I added the Flesch-Kincaid Reading Ease Score (FRES) to the Lexical Diversity Tool. This metric calculates the difficulty of a texts based on the number of syllables, words and sentences in a text. The lower the score, the more difficult a text is to read. In the screenshot below you'll see the Flesch-Kincaid Reading Ease Score for the text Minder eten weggegooid dan eerdere jaren for a Dutch news text for children (Jeugdjournaal). Compared to the news text for the same topic, but written for Dutch adults, the Flesch-Kincaid Reading Ease Score is much higher (73.41 vs 46.65 respectively).

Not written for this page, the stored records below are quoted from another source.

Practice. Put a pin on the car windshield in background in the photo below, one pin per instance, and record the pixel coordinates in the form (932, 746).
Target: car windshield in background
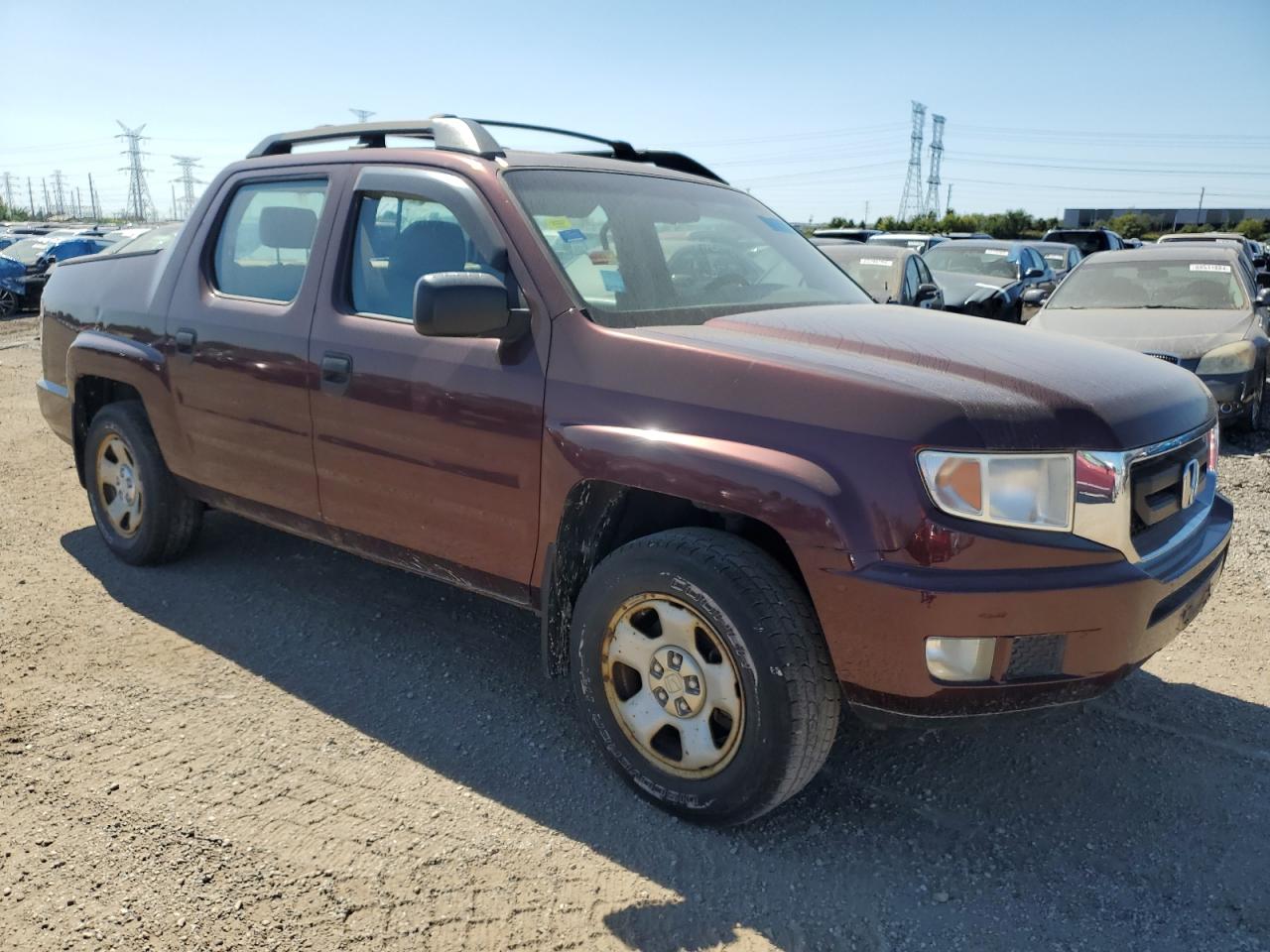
(28, 250)
(973, 259)
(1088, 241)
(880, 277)
(1189, 286)
(643, 250)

Flesch-Kincaid Reading Ease Score
The tool now also list the number of sentences in a text, as well as the average word length in number of syllables, and (optionally) a list of words and their number of syllables. The measure only works for Dutch texts (for now), because the (still imperfect, but good enough) splitting up of words into their syllables is based on the Dutch language. You can check it out now at https://www.reuneker.nl/files/ld.
A last note is that I am contemplating taking readability measures like this out of the Lexical Diversity Tool, because lexical diversity and readability are related, but certainly not the same. The tool also becomes a bit chaotic and cluttered, so the more reason to give readability its own calculator page some day.